Überraschend ist die Maßlosigkeit, mit der Habermas das Herrschende zur Norm erklärt, nicht. Sein Denken kreiste immer um den Absolutheitsanspruch des herrschenden Diskurses, weswegen es ihm so wichtig war, selbst als der Hüter der Schwelle aufzutreten, der die Teilnehmer des Diskurses einlässt oder abweist. Die von Habermas wahrgenommene Einmütigkeit, mit der die akademischen, politischen und medialen Eliten geschlossen hinter den Corona-Maßnahmen der Regierung stehen, verleiht ihm die Sicherheit, dass er ihre Normierungen nur noch staatspolitisch-philosophisch unterfüttern muss.

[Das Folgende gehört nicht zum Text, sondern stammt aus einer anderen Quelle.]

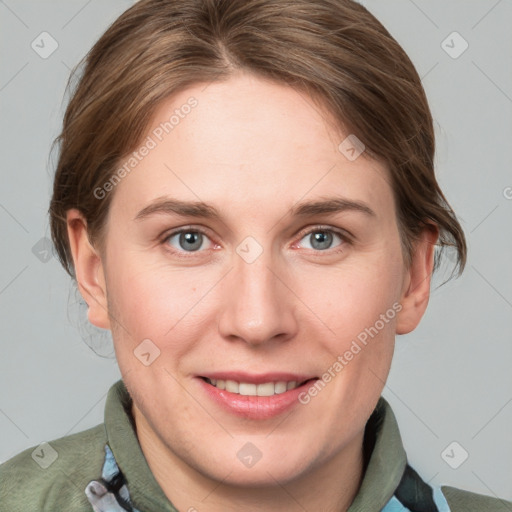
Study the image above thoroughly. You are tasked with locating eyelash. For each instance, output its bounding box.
[161,225,352,258]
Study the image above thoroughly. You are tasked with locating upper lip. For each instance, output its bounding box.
[199,371,317,384]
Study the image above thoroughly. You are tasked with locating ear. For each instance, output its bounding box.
[66,209,110,329]
[396,223,439,334]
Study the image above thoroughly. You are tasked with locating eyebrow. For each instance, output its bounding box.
[134,197,377,221]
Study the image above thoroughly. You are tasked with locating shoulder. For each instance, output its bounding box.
[0,424,107,512]
[441,486,512,512]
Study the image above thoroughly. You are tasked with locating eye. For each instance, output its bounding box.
[299,226,348,251]
[164,228,213,252]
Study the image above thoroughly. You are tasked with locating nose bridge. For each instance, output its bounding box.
[219,241,296,345]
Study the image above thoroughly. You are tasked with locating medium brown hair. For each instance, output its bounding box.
[49,0,467,277]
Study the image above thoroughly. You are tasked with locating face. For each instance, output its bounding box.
[73,71,432,485]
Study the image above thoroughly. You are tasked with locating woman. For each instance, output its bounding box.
[0,0,510,512]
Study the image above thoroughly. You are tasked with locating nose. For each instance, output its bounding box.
[219,245,299,346]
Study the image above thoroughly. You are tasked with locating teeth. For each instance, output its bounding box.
[208,379,306,396]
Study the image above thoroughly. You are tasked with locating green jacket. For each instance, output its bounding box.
[0,380,512,512]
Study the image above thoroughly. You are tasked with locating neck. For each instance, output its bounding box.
[132,405,365,512]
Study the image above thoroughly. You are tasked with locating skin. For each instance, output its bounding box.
[67,74,438,512]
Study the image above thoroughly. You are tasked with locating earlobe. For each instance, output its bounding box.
[66,209,110,329]
[396,223,439,334]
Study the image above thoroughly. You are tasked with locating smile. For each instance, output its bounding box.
[205,378,306,396]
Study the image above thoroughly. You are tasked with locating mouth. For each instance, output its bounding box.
[201,377,316,396]
[197,372,318,420]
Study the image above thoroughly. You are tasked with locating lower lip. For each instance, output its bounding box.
[199,377,314,420]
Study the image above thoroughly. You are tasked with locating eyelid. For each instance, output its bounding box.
[161,224,352,257]
[293,224,353,254]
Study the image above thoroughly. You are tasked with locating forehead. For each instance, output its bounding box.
[112,74,393,222]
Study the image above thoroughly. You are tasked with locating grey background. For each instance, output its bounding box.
[0,0,512,499]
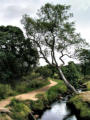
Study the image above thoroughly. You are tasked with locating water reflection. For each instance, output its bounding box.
[38,101,77,120]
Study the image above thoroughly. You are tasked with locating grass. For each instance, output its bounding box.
[30,78,67,111]
[0,73,50,100]
[69,95,90,119]
[85,81,90,91]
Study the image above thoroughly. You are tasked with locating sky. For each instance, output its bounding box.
[0,0,90,65]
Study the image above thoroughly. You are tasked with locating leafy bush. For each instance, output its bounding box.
[69,95,90,120]
[0,84,14,99]
[62,62,80,88]
[36,66,53,78]
[10,99,31,120]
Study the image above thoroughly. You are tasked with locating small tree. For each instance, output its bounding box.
[22,3,87,93]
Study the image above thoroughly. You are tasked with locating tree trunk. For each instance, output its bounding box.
[58,67,78,94]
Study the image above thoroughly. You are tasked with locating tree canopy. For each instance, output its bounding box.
[0,26,38,82]
[22,3,85,92]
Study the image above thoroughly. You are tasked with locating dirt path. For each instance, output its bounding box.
[0,80,57,110]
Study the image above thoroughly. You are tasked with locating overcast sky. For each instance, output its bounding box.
[0,0,90,64]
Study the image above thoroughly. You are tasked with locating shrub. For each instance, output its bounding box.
[62,62,80,88]
[10,99,31,120]
[0,84,14,99]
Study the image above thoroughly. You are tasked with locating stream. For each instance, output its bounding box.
[38,100,78,120]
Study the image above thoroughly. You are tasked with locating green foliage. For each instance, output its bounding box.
[0,84,14,99]
[10,99,31,120]
[62,62,80,88]
[85,81,90,91]
[15,72,49,93]
[77,49,90,77]
[69,95,90,118]
[0,26,38,84]
[47,80,67,102]
[30,100,45,111]
[36,66,53,78]
[30,80,67,111]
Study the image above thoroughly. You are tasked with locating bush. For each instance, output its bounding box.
[0,84,14,99]
[62,62,80,88]
[69,95,90,120]
[36,66,53,78]
[10,99,31,120]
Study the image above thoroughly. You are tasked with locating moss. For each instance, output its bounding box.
[69,95,90,120]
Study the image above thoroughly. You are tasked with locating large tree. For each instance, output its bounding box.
[0,26,38,82]
[77,49,90,77]
[21,3,87,93]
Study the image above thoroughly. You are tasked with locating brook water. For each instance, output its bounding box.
[38,100,78,120]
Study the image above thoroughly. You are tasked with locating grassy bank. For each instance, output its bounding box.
[69,81,90,120]
[30,80,67,112]
[3,80,67,120]
[0,72,49,100]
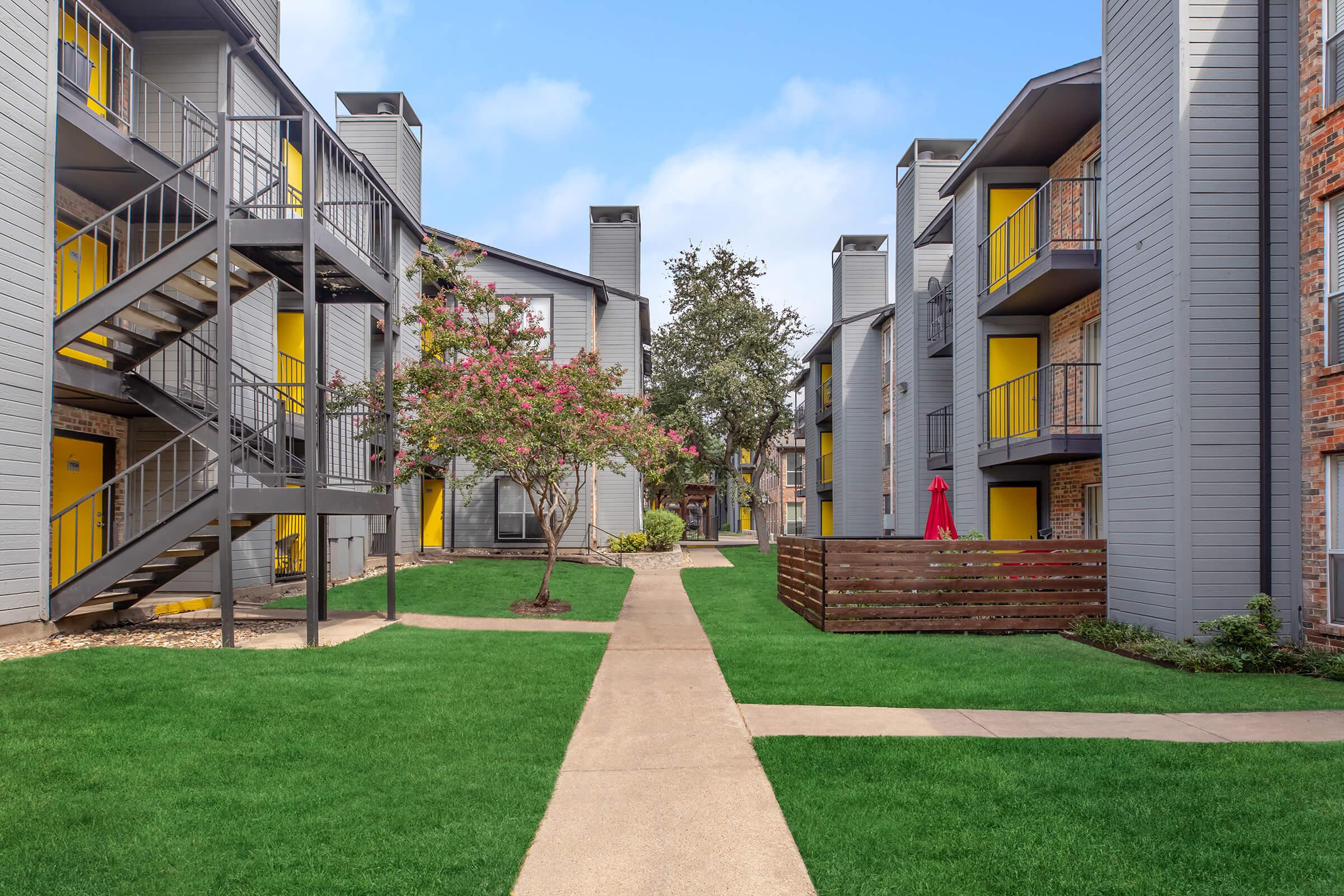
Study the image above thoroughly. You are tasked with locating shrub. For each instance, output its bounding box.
[1199,594,1284,670]
[644,511,685,551]
[606,532,648,553]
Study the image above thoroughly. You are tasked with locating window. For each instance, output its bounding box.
[494,478,545,542]
[1325,454,1344,623]
[1083,482,1106,539]
[519,296,554,352]
[1082,317,1101,427]
[1325,197,1344,364]
[1324,0,1344,106]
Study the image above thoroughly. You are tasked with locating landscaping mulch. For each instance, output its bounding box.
[0,619,295,660]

Wirklichkeit gibt und gab es bei Habermas immer nur in Form von Machtausübung.
So scheint Habermas mit 92 Jahren und seinem Wunsch nach einer Corona-Diktatur endlich wieder ganz bei sich angekommen zu sein. Es ist das bekannte Phänomen, dass im hohen Alter die in frühester Jugend verinnerlichten Werte und Anschauungen mit Macht erneut an die Oberfläche drängen.